Those were "New-York style" bagels--puffy with a moist crust, denser than bread, still a lot like bread. I don't know if my New-York-born parents even realized there was another kind, and I don't really know if, when I moved to Montreal, I realized I was eating a sweeter (they're apparently boiled in honey water), less salty, denser smaller bagel--with a unique flavour that turned out to be smokiness from being baked in a wood oven. I knew they were a lot harder to cut for the toaster and that they had a wider hole, making it difficult to have a bagel sandwich or really any kind of tidy bagel topping. In the end, though, I also liked them better plain, untopped and untoasted, especially after I discovered Fairmont Bagels near the place I got my hair cut. There, you could buy just one bagel, just hot, and eat it as you walked across the mountain.
Montreal bagels are farther away from the dinner-roll pole, and closer to the soft street-vendor pretzel--I actually remember the Fairmont onion bagels having a bit of kosher salt mixed in with the onion bits--anyone else remember that?
*Anyway,* I'm not much of a bagel-eater on an everyday day--they're more a special-occasion food for breakfast out in a deli (could also be a problem that I don't have a toaster). But I searched out The Bagel House in pursuit of a treat for a bagel-loving comrade, and found it's delightful. The Bayview location (there's several, and I think they also stock a few grocery stores) is just a teeny store with a couple cramped tables, but you can watch a guy flipping bagels in and out of a huge wood-burning oven, the bagels are amazing and not *that* pricy, and you can get tonnes of Jewish pastries you don't see anywhere else. Hamantast in winter is a bit dissonent, it's good to know it's any option.
The first time I went, it was a Saturday morning, unusual for a Jewish bakery even to be open, but this one was packed (note: every time I've been in, the counter staff was exclusively Asian, and the bagel baker African Canadian, but obviously *someone* in the background there is Jewish). There was a lot of quick in-and-out trade--people carrying coffee beans and buying half-dozens with a pot of cream cheese, obviously on the way to a bagel rendez-vous. The tables were all taken up, though, with people (often with kids) eating toasted bagels with a variety of toppings (from Hungarian salami to chopped chicken-liver to a wide variety of fancy-schmancy cream-cheeses.
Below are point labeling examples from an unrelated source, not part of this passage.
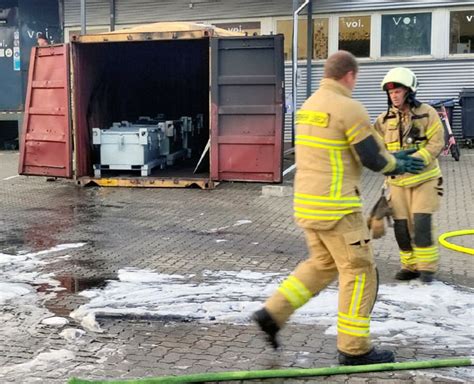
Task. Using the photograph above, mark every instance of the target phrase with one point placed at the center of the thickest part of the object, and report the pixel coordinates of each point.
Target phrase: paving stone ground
(173, 231)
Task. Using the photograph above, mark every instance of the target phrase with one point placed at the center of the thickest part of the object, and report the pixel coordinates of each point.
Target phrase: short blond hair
(340, 63)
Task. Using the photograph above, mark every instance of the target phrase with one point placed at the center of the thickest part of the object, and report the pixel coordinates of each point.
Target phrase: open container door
(247, 101)
(45, 144)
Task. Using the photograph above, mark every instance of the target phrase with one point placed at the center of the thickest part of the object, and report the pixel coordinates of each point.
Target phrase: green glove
(408, 164)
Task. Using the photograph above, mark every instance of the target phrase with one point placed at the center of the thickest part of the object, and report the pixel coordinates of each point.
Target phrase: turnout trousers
(345, 251)
(413, 209)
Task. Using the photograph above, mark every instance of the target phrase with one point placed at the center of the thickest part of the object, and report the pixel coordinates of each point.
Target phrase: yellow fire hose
(459, 248)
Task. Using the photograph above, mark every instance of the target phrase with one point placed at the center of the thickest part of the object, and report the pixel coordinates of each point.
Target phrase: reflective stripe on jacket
(420, 128)
(328, 171)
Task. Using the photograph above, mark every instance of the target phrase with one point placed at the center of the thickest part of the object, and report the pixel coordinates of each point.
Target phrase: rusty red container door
(247, 101)
(45, 145)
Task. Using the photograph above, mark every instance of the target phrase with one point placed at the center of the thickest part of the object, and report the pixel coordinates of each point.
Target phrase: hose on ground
(285, 373)
(454, 247)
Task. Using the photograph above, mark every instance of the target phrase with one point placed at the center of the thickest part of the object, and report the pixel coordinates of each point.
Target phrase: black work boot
(406, 274)
(426, 276)
(267, 325)
(372, 357)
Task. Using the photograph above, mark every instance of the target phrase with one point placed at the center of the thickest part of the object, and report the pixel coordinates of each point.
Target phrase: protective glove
(402, 155)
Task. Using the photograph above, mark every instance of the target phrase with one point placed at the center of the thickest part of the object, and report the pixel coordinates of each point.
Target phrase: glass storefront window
(286, 27)
(406, 34)
(354, 35)
(461, 32)
(320, 32)
(251, 28)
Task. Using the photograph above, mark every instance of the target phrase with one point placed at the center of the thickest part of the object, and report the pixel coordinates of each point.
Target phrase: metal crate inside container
(127, 147)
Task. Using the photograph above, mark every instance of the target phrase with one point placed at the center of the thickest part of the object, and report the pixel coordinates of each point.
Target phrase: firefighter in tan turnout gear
(411, 125)
(334, 139)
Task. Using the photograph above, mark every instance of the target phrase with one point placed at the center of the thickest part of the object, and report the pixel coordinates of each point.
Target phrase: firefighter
(410, 124)
(334, 138)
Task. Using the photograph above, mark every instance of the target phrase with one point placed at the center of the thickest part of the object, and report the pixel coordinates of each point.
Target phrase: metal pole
(83, 17)
(295, 67)
(112, 15)
(310, 39)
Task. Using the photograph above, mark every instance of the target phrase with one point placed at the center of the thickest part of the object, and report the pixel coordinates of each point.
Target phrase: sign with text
(250, 28)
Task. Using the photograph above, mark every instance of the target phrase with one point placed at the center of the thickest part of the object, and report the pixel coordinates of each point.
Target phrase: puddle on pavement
(75, 284)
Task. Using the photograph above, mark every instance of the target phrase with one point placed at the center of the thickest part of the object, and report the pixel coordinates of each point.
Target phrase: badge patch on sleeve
(314, 118)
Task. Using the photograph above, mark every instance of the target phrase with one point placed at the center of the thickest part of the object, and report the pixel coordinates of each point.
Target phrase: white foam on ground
(405, 311)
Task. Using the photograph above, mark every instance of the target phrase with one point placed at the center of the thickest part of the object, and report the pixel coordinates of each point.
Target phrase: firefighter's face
(397, 96)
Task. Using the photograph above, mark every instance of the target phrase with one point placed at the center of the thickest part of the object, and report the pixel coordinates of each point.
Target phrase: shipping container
(21, 21)
(116, 94)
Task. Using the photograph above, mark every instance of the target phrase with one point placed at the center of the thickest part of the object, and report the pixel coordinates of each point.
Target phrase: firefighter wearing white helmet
(409, 124)
(334, 139)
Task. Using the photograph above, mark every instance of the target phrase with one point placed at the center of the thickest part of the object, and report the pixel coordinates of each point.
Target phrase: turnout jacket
(419, 128)
(328, 169)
Which is what the bagel-lover and I did last weekend. We went on a Sunday afternoon, when most people are already safely brunching (but the lady in line in front of us had a bag of Starbucks beans) but there was a still a nice small crowd. I got the most expensive thing on the menu, the classic cream-cheese-n-lox for $5.99, and I was seduced by the "healthy" multigrain bagel. No idea if it was healthy, but it sure was wonderful. Here, look:
(I had to get in that first bite before I bothered getting out the camera.)
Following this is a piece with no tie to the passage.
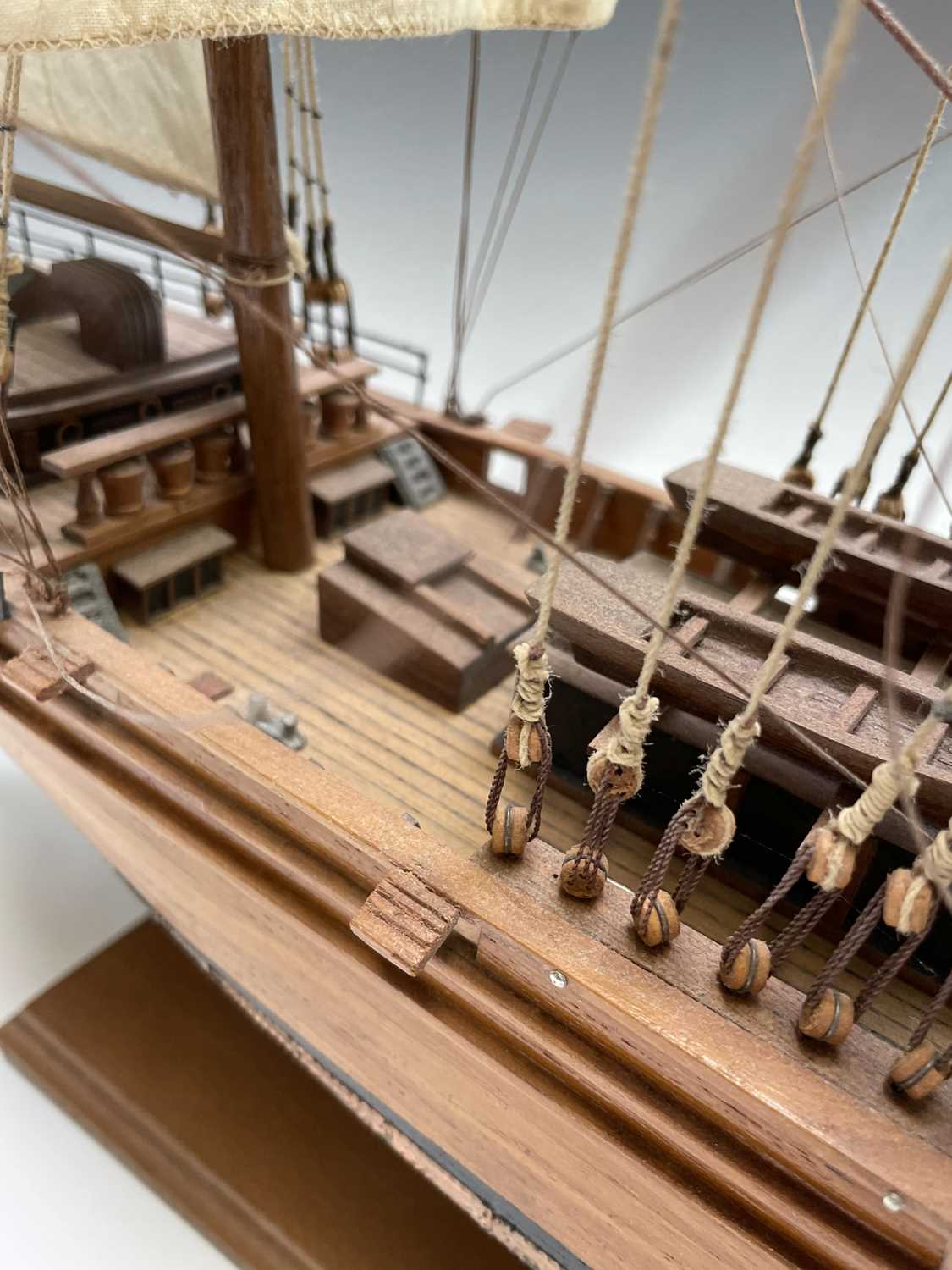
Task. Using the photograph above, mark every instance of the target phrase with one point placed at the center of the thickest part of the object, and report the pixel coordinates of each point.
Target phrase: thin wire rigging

These are stellar Montreal-style bagels, crispy-crusted and chewy, with a good hit of sweetness. The cream cheese (just plain) was a bit runny and there was way too much of it, but every place ever over-applies cream cheese--perhaps it is the nature of that condiment. The lox was excellent--obviously out of a package (we could see it in the display case, Nanuk brand) but nicely salty and generously applied.
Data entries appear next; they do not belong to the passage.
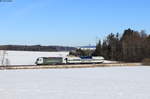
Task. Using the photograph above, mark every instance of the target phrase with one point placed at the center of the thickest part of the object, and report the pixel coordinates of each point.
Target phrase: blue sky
(69, 22)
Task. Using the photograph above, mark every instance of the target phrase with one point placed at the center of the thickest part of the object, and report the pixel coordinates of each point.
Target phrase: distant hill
(35, 48)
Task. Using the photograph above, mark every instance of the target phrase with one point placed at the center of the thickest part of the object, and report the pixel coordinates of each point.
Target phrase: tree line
(131, 46)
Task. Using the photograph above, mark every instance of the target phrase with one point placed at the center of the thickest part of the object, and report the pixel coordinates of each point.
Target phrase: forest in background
(131, 46)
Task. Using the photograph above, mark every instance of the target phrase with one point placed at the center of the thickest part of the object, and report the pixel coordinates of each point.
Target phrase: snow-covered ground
(85, 83)
(25, 57)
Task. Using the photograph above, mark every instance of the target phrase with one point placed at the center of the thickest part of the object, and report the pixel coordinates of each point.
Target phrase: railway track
(66, 66)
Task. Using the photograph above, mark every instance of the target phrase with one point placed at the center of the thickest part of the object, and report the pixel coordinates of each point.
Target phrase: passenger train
(69, 60)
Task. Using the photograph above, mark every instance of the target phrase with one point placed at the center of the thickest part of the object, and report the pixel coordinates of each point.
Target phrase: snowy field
(85, 83)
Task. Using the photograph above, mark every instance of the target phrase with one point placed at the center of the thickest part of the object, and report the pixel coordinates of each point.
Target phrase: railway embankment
(68, 66)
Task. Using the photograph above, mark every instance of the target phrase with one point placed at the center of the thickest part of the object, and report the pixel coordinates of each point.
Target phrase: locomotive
(69, 60)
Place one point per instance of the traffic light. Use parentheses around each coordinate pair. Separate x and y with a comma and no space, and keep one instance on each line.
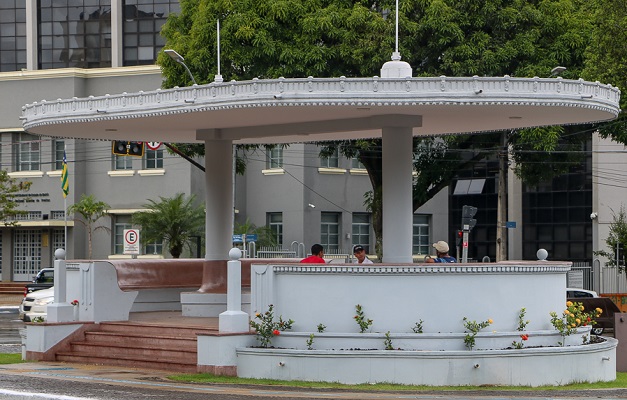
(126,148)
(119,147)
(468,212)
(136,149)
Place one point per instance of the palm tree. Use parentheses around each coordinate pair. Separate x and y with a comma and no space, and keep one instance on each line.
(91,211)
(174,220)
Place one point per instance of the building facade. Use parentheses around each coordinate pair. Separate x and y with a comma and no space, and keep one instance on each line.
(64,48)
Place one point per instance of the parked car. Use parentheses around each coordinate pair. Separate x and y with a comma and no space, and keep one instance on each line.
(591,300)
(43,280)
(35,305)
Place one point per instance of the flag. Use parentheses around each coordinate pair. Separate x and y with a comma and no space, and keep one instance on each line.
(65,180)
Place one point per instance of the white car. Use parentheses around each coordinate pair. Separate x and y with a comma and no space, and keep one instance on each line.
(34,306)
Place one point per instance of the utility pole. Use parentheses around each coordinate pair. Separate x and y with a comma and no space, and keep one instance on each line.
(501,220)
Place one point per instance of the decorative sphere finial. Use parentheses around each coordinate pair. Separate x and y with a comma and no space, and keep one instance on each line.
(542,254)
(235,254)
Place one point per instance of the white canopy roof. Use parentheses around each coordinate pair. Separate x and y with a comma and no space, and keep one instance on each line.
(316,109)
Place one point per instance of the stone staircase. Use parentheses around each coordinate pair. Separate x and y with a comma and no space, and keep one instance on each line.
(138,345)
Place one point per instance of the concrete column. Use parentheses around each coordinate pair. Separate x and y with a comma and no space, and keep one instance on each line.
(60,310)
(234,319)
(397,194)
(219,198)
(117,55)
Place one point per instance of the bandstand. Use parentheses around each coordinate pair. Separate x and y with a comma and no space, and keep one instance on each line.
(394,107)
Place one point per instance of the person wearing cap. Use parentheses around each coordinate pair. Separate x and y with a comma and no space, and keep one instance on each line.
(316,257)
(360,255)
(441,251)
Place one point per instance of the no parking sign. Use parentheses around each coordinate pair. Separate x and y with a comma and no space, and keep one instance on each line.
(131,241)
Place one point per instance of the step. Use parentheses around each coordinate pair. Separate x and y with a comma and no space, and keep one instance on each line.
(129,362)
(134,340)
(172,354)
(148,329)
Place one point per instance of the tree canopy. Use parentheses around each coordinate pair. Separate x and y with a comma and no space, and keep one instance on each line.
(174,220)
(330,38)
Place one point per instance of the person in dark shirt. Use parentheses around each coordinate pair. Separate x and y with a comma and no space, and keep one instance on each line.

There are cheaper options--like, say, just a bagel with cream cheese for $2.99. I sampled my companion's onion-with-pesto-cream-cheese (green!) and it was stellar. You wouldn't think the sweet bagel would go so well with the savouries, but it does!
So, I'm recommending this place, is what I'm saying, to the Montreal-homesick and the carb addicted and, yes, the brunchers alike. It's awesome!
I don't know why they have samosas. We didn't try them.